Jacques Audiard a présenté en compétition au Festival de Cannes 2012 sa dernière réalisation après le multi-primé
Un prophète,
De rouille et d'os, avec
Marion Cotillard et
Matthias Schoenaerts.
Jacques Audiard est devenu une référence du cinéma français de ces dernières années avec des oeuvres maîtrisées telles que
Sur mes lèvres,
De battre mon cœur s'est arrêté et
Un prophète.
De rouille et d'os est donc un des évènements du Festival de Cannes 2012 où il est présenté le même jour que sa sortie en salles. Sur le papier, l'histoire sent fort le mélo : Stéphanie et Ali se sont rencontrés suite à une bagarre à la sortie d'une discothèque. Leur route se sépare un peu jusqu'au jour où Stéphanie décide de rappeler Ali quelques temps après un accident sur son lieu de travail (elle est dresseuse d'orcs à Marineland) qui lui a fait perdre ses deux jambes. Ali est un père sans domicile fixe qui a un fils de 5 ans qu'il connaît à peine et a trouvé refuge chez sa sœur qui l'héberge. Si les deux personnages sont assez différents, ils vont se rapprocher et Ali va redonner à Stéphanie le goût de la vie à sa manière, sans pitié, sans compassion, et va l'emporter dans son monde assez brutal, fait de petites combines et de combats de rues.
Bon, on se doute bien que
Jacques Audiard n'a pas perdu ses talents de metteur en scène du jour au lendemain. C'est donc sans surprises que
De rouille et d'os s'avère être très soigné sur sa forme, livrant quelques images d'une beauté indéniable alliée à des ambiances musicales pops ou électros qui donnent le tempo et plongent le film dans une certaine électricité dont les vecteurs sont les deux personnages à vifs du film.

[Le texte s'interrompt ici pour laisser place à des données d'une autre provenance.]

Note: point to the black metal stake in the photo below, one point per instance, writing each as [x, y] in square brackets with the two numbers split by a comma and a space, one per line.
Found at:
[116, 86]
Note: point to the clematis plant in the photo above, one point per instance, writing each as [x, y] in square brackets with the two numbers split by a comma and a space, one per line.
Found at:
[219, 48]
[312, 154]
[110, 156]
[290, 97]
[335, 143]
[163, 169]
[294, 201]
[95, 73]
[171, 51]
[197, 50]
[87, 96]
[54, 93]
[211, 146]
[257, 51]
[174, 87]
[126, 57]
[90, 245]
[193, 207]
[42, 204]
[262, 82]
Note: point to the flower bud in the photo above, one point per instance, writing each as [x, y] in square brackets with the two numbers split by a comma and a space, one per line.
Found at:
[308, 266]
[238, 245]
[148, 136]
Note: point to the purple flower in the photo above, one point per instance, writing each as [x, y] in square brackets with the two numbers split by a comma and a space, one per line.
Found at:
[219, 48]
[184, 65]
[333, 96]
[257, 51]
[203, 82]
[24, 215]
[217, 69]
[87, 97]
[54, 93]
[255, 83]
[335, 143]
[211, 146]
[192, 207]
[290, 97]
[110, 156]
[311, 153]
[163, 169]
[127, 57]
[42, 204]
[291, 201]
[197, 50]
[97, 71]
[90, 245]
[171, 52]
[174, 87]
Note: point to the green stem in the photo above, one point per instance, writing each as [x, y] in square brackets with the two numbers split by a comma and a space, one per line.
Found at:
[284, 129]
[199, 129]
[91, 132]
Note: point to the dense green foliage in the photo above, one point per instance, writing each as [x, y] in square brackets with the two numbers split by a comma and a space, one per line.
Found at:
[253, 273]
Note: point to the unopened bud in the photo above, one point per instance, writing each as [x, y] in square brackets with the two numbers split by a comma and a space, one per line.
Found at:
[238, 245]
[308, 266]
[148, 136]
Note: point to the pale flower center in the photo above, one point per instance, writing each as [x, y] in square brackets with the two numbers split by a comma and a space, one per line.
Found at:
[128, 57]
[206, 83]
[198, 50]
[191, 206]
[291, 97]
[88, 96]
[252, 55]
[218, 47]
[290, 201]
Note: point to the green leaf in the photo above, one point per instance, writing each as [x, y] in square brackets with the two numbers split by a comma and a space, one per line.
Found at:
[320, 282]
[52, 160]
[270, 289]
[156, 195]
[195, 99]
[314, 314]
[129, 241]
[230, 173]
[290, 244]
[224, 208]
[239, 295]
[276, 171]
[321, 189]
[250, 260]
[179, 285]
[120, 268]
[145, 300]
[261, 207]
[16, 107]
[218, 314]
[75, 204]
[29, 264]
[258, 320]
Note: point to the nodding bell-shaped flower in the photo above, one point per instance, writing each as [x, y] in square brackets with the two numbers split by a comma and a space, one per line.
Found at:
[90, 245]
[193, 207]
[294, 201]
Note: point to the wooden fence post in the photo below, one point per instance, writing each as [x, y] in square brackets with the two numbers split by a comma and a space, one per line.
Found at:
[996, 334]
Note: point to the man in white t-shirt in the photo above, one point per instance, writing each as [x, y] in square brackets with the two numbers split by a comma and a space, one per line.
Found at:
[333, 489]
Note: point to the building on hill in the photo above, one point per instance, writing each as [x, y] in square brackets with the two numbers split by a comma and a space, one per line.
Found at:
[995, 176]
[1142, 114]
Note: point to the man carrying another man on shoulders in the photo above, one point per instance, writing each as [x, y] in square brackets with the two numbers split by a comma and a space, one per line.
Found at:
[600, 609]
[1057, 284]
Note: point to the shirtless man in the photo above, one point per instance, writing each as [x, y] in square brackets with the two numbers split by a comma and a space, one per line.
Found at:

On se demandait comment
Jacques Audiard livrerait cette histoire adaptée des écrits de
Craig Davidson et, pour partie et dans un genre totalement différent, fait écho à
Intouchables (oui la comédie française qui a fait un tas d'entrées) dans le sens où la relation handicapé/valide proposé par le duo principal se fait sans complaisance et par le biais de dialogues bien écrits.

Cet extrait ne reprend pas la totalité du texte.